By Sharon Bernstein and Lisa Shumaker
SACRAMENTO, Calif. (Reuters) – California was set to surpass New York as the U.S. state with the most coronavirus deaths on Tuesday, a grim reminder of the pandemic’s toll even as the vaccine rollout and a dramatic drop in new cases offer hope that life will eventually return to normal.
Fatalities from COVID-19 reached 44,495 on Tuesday in California, the most populous U.S. state. In New York, which was particularly hard hit in the pandemic’s early days, the total death toll stood at 44,693 on Tuesday.
Nationwide, new cases, hospitalizations and deaths from COVID-19 continue to drop rapidly.
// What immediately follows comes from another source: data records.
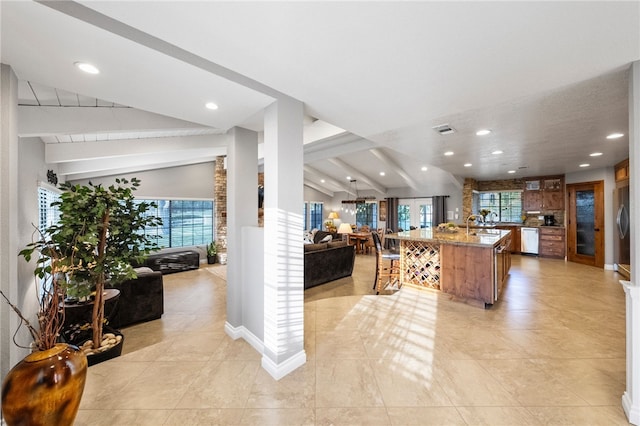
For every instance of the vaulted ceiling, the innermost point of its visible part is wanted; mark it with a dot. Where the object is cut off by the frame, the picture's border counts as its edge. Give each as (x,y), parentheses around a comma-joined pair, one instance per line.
(548,78)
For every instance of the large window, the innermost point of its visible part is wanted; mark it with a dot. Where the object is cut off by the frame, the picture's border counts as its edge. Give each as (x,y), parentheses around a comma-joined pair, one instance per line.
(185,222)
(507,205)
(367,214)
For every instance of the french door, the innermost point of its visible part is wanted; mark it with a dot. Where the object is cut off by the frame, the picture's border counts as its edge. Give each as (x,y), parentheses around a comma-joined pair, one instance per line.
(585,223)
(414,212)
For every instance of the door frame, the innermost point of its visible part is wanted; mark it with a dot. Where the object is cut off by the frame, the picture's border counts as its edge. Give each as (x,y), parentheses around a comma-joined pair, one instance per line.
(597,259)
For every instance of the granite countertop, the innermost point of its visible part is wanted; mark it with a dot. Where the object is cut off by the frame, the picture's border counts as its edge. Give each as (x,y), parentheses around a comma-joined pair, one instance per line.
(483,238)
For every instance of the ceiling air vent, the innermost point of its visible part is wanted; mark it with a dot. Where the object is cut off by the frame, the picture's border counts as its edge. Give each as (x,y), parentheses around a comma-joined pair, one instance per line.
(444,129)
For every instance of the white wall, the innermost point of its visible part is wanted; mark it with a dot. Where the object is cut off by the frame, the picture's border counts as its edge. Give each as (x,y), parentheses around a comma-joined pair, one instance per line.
(605,174)
(196,181)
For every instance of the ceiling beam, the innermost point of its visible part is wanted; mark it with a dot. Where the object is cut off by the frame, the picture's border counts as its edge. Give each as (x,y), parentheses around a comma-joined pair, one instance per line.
(395,167)
(177,146)
(358,175)
(317,187)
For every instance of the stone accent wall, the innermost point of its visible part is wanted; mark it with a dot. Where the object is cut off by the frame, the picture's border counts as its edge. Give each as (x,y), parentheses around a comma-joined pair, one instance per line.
(220,200)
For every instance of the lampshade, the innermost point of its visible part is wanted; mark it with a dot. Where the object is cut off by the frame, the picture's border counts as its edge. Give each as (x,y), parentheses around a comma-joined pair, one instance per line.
(344,228)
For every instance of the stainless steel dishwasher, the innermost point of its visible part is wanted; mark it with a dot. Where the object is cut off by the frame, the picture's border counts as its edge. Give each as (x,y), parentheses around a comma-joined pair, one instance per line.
(529,240)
But in California as well as other states the improvement masks a continuing march of illness and deaths, which remain higher now than they were at the pandemic’s previous peak last summer.
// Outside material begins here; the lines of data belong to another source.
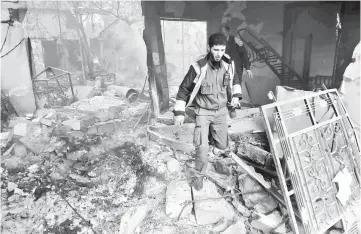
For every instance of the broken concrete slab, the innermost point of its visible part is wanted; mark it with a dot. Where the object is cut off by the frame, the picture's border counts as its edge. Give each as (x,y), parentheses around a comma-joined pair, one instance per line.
(238,227)
(226,182)
(221,225)
(255,196)
(241,208)
(12,186)
(81,123)
(11,163)
(253,153)
(178,199)
(20,130)
(177,137)
(81,92)
(107,127)
(209,205)
(252,124)
(98,104)
(47,122)
(268,223)
(133,218)
(4,136)
(173,166)
(73,124)
(20,150)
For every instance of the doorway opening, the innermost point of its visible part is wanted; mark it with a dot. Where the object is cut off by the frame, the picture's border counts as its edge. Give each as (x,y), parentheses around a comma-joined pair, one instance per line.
(184,41)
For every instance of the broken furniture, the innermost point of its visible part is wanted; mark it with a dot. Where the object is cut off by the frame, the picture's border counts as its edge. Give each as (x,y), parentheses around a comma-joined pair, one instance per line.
(313,143)
(53,90)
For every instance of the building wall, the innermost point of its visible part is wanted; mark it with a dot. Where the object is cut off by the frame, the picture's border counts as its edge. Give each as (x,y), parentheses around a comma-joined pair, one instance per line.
(265,17)
(15,70)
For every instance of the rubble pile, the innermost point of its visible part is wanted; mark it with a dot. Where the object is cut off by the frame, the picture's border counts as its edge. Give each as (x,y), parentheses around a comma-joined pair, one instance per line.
(84,168)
Public health experts fear that a surge propelled by Super Bowl parties on Sunday, as well as the arrival of new, highly contagious variants of the virus may lead to another jump in cases before most Americans are vaccinated.
In an effort to speed the rollout of vaccines that are being counted on to stop the pandemic’s spread, President Joe Biden on Tuesday announced that his administration planned to increase the number of vaccine doses sent to the states, beginning on Feb. 15.
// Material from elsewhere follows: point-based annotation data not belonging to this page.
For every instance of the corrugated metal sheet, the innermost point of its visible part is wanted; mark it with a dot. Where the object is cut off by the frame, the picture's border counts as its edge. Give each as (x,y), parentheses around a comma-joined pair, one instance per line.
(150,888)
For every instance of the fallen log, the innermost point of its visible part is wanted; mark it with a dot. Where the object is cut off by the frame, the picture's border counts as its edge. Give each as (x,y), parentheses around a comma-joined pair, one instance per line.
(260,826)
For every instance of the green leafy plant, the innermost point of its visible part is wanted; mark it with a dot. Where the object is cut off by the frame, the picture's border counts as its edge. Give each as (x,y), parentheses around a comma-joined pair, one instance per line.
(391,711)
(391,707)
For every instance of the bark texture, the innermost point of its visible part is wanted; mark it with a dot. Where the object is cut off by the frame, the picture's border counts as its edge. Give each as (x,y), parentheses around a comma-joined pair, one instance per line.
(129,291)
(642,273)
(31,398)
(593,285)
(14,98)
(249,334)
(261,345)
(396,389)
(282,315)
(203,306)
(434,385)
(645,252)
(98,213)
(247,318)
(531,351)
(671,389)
Part of the expanded supply will be sent to community health centers in an effort to improve vaccine access for the mostly poor and minority population that the centers serve, the White House said on Tuesday.
By Tuesday, about 33 million Americans had received at least one dose of vaccine to fight the coronavirus, the U.S. Centers for Disease Control and Prevention (CDC) reported.
“This vaccine is the weapon that will win this war!” New York Governor Andrew Cuomo said at a news briefing on Tuesday. Ten percent of New York state residents have received the vaccine, he said.
The United States has so far reported 27.17 million cases and 465,440 deaths by midnight Monday. There were 79,805 COVID-19 patients in U.S. hospitals by midnight Monday, the lowest hospitalization number since Nov. 19 when there were 80,318 COVID-19 patients in hospitals.
Part of the reason for California’s high death toll is the state’s huge population. When considered in terms of per capita deaths, California, with 113 deaths per d100,000 residents ranks 32nd in the nation. By comparison, New York, with 248 deaths per 100,000, ranks second after New Jersey, which has had about 230 coronavirus deaths per 100,000 residents.